将数组拆分为 P 个平衡和的子数组的算法 [英] Algorithm to split an array into P subarrays of balanced sum

查看:26
本文介绍了将数组拆分为 P 个平衡和的子数组的算法的处理方法,对大家解决问题具有一定的参考价值,需要的朋友们下面随着小编来一起学习吧!

问题描述

我有一个长度为 N 的大数组,比如说:

2 4 6 7 6 3 3 3 4 3 4 4 4 3 3 1

我需要将这个数组拆分成 P 个子数组(在这个例子中,P=4 是合理的),这样每个子数组中元素的总和尽可能接近 sigma,正在:

sigma=(原始数组中所有元素的总和)/P

在本例中,sigma=15.

为了清楚起见,一种可能的结果是:

2 4 6 7 6 3 3 3 4 3 4 4 4 3 3 1(总和:12、19、14、15)

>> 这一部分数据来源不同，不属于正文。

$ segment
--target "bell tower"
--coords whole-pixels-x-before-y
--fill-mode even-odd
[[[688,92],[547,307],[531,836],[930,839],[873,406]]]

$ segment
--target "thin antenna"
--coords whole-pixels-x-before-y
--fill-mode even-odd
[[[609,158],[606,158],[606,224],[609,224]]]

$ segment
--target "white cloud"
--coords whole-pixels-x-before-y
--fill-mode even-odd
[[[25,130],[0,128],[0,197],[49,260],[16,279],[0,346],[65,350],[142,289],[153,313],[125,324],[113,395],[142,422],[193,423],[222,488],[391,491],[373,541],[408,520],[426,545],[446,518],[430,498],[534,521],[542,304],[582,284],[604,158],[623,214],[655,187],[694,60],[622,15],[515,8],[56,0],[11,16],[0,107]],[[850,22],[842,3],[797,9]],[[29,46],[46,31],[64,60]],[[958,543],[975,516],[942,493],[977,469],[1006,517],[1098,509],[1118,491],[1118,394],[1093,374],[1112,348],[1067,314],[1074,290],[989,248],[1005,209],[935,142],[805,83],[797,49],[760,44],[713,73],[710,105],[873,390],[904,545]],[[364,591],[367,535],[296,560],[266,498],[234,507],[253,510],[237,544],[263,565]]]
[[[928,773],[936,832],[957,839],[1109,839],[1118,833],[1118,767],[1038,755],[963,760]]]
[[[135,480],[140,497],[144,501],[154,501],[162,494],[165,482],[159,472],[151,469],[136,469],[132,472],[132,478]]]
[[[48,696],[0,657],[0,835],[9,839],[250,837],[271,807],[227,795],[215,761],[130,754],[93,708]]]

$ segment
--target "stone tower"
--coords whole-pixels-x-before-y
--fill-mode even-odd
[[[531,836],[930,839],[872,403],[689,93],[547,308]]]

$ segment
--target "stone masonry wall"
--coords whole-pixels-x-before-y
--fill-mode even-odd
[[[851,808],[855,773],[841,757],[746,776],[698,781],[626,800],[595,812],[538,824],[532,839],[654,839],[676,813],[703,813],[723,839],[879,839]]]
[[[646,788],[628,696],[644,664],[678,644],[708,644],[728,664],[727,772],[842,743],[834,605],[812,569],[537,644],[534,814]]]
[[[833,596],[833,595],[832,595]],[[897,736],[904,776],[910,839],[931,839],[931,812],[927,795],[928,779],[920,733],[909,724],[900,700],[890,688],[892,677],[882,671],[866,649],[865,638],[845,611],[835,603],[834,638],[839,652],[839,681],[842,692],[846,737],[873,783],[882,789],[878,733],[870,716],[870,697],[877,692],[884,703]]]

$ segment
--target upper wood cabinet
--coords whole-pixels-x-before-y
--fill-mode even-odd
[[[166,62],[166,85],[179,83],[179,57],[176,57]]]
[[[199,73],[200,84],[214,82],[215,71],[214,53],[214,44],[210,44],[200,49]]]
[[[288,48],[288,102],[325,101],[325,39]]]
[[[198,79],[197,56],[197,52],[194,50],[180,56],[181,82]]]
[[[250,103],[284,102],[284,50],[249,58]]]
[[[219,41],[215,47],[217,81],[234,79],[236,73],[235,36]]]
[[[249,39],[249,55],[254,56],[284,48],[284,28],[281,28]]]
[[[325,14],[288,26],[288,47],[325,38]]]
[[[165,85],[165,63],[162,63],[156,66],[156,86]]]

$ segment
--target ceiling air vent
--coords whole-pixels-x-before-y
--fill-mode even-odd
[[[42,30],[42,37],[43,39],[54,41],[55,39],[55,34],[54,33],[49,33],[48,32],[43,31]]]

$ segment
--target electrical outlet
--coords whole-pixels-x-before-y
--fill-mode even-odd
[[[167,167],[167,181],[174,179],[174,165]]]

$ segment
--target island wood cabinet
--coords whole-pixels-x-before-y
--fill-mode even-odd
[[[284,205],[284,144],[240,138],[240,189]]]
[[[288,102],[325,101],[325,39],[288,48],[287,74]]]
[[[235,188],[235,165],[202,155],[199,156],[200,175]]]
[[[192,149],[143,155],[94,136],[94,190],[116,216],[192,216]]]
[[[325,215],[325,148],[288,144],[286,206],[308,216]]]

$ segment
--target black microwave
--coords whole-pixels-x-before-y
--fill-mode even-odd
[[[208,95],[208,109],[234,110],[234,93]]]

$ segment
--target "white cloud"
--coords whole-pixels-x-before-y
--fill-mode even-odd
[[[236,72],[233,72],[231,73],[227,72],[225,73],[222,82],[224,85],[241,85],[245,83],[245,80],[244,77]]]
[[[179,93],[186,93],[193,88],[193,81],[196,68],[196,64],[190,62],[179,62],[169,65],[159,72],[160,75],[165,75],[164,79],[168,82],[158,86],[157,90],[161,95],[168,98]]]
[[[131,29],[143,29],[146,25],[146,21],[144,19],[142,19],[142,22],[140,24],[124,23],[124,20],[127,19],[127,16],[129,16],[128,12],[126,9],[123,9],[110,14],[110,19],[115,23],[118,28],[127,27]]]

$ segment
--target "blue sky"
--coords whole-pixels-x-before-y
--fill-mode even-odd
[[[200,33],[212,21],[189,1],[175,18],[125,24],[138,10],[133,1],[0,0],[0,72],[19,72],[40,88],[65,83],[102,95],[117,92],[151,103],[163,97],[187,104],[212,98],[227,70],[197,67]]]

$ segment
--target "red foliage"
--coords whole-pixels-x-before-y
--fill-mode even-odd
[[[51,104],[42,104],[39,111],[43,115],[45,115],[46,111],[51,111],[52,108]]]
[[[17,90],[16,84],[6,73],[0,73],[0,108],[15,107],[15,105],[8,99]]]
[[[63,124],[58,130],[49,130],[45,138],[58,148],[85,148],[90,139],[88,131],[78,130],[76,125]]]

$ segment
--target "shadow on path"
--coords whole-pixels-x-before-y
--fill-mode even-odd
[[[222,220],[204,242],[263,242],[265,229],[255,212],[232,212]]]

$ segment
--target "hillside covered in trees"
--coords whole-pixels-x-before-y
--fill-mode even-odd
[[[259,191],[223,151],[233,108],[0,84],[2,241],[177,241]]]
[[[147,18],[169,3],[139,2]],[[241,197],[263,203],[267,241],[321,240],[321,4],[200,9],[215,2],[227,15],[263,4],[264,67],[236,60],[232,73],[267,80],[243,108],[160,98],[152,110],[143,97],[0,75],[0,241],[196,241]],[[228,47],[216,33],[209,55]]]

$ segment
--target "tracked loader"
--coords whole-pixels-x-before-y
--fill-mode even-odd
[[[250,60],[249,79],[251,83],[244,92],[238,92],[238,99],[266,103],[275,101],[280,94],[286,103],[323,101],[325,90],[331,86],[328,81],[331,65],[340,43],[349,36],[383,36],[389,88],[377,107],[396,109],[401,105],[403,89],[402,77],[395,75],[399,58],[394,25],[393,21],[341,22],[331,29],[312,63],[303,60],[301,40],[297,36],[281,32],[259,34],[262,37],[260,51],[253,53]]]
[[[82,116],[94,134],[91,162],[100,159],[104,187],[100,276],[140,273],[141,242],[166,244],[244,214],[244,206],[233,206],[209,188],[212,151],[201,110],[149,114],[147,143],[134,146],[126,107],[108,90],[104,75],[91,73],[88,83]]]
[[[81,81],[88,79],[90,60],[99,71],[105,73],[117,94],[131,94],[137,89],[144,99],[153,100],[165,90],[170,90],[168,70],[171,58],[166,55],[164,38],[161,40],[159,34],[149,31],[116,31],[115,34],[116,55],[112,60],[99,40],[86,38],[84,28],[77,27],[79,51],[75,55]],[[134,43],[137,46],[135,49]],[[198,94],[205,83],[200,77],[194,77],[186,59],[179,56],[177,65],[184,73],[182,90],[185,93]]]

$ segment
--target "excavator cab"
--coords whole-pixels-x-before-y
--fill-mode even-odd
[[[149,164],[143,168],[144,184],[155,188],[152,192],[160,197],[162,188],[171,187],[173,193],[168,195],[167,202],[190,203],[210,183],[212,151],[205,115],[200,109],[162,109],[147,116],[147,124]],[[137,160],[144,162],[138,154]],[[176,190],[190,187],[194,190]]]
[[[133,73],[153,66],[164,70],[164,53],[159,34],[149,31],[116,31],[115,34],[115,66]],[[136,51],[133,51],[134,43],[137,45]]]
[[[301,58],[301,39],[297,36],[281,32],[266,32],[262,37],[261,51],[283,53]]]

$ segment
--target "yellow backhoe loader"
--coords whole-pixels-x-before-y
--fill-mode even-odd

我写了一个非常幼稚的算法,基于我如何手动进行除法,但我不知道如何强加一个条件,即总和为 (14,14,14,14,19) 的除法是比 (15,14,16,14,16) 差.

提前致谢.

解决方案

首先,让我们通过为每个可能的解决方案指定输入、输出和度量来形式化您的优化问题(我希望这对您感兴趣):<块引用>

给定一个正整数数组A和一个正整数P,将数组A分成P非重叠子数组,使得每个子数组的总和与子数组的完美总和 (sum(A)/P) 之间的差异最小.

输入:正整数数组AP 是一个正整数.
输出:P个非负整数的数组SA,表示A的每个子数组的长度,其中这些子数组的长度等于A的长度.
测量:abs(sum(sa)-sum(A)/P) 对每个sa ∈ {sa |sa = (Ai, ..., Ai+‍SAj) for i = (Σ SAj), j 从 0 到 P-1}.

inputoutput 定义了一组有效的解决方案.measure 定义了一个度量来比较多个有效的解决方案.由于我们正在寻找与完美解决方案(最小化问题)差异最小的解决方案,测量也应该是最小的.

有了这些信息,很容易实现measure函数(这里是Python):

def measure(a, sa):sigma = sum(a)/len(sa)差异 = 0我 = 0对于 xrange(0, len(sa)) 中的 j:diff += abs(sum(a[i:i+sa[j]])-sigma)i += sa[j]返回差异打印测量([2,4,6,7,6,3,3,3,4,3,4,4,4,3,3,1], [3,4,4,5]) # 打印 8

现在找到最佳解决方案有点困难.

我们可以使用回溯算法来寻找有效的解决方案并使用度量 函数来评价它们.我们基本上尝试了 P 非负整数的所有可能组合,总和为 length(A) 来表示所有可能的有效解决方案.虽然这确保不会错过有效的解决方案,但它基本上是一种蛮力方法,其好处是我们可以省略一些不能比我们最好的解决方案更好的分支.例如.在上面的例子中,如果我们已经有一个 measure ≤ 38 的解决方案,我们就不需要用 [9,…] (measure > 38) 测试解决方案.

按照维基百科的伪代码模式,我们的 bt 函数如下所示:

def bt(c):全局 P,最优,最优差异如果拒绝(P,c):返回如果接受(P,c):打印 "%r with %d" % (c, measure(P,c))如果测量(P,c)<最佳差异:最优 = c最佳差异=测量(P,c)返回s = 第一(P,c)而 s 不是 None:bt(列表)s = 下一个(P,s)

全局变量Poptimumoptimum_diff 代表保存A 值的问题实例,Psigma,以及最优解及其测度:

 类 MinimalSumOfSubArraySumsProblem:def __init__(self, a, p):self.a = a自我.p = pself.sigma = sum(a)/p

接下来我们指定非常简单的 rejectaccept 函数:

def 拒绝(P,c):返回optimal_diff <测量(P,c)定义接受(P,c):返回 None 不在 c

这只是拒绝任何度量已经超过我们的最佳解决方案的候选者.我们接受任何有效的解决方案.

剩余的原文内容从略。